What is this thing called 9Stucks?
9Stucks is a dynamic business diagnostic tool. It identifies nine distinct yet interrelated business challenges that cause a company to underperform.

Part 3: Logjams and the 80/20 Rule

StorageCo’s most pressing issues

The second post in The 9Stucks Boot Camp Series (‘An Eyeful and an Earful’) called out a number of StorageCo’s challenging issues (a real Stuck Salmagundi). Typically, there are problems that stand out and dominate all the others. StorageCo’s 2 biggest issues were:

  1. a business model that generated unnecessary complexity, added costs and caused tension throughout the company and the leadership team
  2. plants, equipment, and processes that were old and inefficient (this will be covered in the fourth/next post ‘Go with the Flow(charting)’)

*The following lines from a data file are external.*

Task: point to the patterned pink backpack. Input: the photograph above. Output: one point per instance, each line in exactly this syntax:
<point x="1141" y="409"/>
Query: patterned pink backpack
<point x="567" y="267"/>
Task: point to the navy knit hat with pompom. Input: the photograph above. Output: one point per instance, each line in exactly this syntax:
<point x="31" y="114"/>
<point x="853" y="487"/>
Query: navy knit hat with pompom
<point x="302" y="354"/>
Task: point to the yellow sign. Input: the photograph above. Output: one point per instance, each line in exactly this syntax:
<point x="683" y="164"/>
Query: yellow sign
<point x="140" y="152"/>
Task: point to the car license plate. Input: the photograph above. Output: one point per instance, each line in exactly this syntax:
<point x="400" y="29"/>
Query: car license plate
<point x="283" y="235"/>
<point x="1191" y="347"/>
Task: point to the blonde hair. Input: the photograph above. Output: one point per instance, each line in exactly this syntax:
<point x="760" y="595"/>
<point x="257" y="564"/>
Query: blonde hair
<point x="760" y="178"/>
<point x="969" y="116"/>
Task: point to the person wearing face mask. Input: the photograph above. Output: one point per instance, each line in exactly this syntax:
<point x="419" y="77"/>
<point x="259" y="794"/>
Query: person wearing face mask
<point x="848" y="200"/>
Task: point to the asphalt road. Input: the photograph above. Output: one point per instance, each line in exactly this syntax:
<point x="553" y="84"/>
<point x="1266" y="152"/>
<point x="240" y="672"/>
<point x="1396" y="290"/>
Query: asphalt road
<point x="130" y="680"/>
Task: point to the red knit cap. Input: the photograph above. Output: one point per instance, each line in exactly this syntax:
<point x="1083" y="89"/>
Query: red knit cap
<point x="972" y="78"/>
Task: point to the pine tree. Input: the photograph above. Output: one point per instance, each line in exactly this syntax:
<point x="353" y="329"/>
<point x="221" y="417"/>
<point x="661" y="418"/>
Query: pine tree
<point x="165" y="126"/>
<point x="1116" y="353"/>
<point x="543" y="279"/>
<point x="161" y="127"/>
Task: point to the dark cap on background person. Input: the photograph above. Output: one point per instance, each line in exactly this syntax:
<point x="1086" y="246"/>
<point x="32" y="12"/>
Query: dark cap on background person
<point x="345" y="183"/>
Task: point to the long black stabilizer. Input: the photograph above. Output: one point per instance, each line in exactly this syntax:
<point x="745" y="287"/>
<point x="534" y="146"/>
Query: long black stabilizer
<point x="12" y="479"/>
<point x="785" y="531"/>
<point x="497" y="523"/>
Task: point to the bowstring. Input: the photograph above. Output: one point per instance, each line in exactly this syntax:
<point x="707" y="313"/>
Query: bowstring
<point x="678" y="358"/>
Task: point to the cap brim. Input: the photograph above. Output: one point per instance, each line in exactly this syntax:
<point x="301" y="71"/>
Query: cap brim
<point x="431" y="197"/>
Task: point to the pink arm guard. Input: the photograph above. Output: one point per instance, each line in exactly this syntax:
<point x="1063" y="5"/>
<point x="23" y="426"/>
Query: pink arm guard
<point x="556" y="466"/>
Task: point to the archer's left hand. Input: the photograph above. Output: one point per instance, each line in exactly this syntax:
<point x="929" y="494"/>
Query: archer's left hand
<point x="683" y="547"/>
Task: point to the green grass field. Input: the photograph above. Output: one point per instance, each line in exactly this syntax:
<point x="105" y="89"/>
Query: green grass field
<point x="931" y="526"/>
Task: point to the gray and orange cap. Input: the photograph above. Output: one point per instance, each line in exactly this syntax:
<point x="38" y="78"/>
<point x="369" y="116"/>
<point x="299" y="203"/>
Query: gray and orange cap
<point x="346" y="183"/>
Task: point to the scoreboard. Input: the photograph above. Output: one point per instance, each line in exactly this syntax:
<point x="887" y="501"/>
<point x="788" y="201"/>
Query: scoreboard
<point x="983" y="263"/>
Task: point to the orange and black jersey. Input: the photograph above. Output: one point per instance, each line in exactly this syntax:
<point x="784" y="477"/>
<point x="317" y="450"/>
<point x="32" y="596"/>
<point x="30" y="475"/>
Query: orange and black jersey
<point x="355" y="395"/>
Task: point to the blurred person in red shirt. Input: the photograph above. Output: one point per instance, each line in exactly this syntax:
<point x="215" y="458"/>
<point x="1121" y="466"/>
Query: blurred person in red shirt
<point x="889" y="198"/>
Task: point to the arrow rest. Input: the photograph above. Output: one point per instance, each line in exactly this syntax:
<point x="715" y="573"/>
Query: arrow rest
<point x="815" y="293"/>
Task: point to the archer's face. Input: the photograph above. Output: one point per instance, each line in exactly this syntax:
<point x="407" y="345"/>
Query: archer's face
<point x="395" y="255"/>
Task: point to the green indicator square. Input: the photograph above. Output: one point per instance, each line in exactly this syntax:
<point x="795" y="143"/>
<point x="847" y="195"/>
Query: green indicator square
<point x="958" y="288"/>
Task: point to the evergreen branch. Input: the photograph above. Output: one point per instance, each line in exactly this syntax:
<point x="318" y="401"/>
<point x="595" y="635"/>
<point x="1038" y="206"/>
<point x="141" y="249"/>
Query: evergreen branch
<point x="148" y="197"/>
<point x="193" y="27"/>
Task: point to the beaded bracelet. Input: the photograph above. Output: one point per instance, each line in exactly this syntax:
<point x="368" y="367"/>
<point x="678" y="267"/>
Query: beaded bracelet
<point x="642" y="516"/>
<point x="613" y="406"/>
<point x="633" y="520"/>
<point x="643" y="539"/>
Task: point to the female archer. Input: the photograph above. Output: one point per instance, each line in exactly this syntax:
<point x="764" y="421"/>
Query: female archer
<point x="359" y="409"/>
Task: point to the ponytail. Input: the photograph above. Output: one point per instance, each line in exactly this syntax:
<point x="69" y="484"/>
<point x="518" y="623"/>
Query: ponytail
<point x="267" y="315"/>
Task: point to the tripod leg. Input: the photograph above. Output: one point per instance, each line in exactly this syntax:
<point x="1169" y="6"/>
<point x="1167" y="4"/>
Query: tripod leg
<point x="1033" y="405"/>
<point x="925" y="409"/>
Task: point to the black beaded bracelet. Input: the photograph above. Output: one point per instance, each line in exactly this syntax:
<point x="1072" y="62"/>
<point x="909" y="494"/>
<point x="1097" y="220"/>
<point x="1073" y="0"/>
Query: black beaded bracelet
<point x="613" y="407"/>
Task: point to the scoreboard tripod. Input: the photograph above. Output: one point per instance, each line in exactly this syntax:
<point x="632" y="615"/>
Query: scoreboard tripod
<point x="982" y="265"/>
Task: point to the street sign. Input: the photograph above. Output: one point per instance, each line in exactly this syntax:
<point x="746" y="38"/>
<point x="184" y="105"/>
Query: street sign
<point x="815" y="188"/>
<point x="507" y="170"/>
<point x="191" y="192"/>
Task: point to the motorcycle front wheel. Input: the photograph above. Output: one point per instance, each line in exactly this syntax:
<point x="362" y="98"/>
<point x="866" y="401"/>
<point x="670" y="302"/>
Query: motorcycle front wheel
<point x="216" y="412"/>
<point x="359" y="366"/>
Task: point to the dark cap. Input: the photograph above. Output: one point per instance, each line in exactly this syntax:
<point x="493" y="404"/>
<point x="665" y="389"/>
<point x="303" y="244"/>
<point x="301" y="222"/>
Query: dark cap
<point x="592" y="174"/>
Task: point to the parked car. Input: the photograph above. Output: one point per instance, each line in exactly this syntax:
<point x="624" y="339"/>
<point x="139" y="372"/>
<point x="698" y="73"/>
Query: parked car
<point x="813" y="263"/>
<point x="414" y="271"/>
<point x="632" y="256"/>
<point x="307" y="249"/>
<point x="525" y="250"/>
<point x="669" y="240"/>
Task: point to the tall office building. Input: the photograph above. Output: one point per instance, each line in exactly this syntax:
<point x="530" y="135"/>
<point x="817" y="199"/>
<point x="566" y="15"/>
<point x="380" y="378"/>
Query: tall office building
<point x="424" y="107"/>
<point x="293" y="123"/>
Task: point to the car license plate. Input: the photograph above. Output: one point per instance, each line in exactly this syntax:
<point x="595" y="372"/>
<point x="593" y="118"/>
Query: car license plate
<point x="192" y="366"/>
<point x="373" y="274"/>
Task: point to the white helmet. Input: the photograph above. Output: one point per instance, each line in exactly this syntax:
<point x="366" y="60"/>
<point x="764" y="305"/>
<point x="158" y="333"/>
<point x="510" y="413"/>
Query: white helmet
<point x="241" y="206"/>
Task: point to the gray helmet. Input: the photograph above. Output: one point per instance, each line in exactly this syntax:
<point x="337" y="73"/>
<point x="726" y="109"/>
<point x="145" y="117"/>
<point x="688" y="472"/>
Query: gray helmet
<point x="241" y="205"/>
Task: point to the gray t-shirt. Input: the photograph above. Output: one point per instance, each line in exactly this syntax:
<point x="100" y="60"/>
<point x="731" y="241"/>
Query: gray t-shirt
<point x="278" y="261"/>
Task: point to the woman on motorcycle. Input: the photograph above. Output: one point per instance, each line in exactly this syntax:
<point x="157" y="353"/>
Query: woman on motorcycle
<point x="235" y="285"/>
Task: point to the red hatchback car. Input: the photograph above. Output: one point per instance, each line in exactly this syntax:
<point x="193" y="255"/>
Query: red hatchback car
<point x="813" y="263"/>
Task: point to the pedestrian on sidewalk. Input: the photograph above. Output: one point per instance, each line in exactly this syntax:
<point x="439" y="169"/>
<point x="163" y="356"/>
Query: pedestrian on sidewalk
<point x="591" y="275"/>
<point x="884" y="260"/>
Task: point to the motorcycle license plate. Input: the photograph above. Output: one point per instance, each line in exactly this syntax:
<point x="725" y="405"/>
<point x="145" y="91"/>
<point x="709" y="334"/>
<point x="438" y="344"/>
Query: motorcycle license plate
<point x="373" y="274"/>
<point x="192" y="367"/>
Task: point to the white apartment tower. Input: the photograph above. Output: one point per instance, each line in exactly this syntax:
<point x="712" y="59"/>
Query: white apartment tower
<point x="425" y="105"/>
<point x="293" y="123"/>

Questions for you to consider are:

  • What is a business model?
  • Why is StorageCo’s business too complex?
  • What can be done to fix their business model?

The Business Model

A business model (i.e. the ‘guts of the business’) is the combination of operating entities, plants/locations, products or services, distribution channels, customers and the associated operational policies that support this unique mix. StorageCo had 2 plants and 4 product lines. For purposes of this discussion let’s call the product lines 1) Specialty, 2) Plain Vanilla, 3) Logjam (hint), and 4) Industrial. Summary product line sales, customer data and order data are highlighted in the chart below.

What makes StorageCo’s business model too complex?

The Specialty line was strong and growing. The Plain Vanilla line was stagnant and turning into a set of commodity-like products. The Logjam line was just that – a real logjam that was causing major problems  for the company. The line was composed of a set of products that were all in steady decline (and this segment of the industry was drying up). But the Logjam line was what the company originally started making – it was one of the family owners’ major sacred cows.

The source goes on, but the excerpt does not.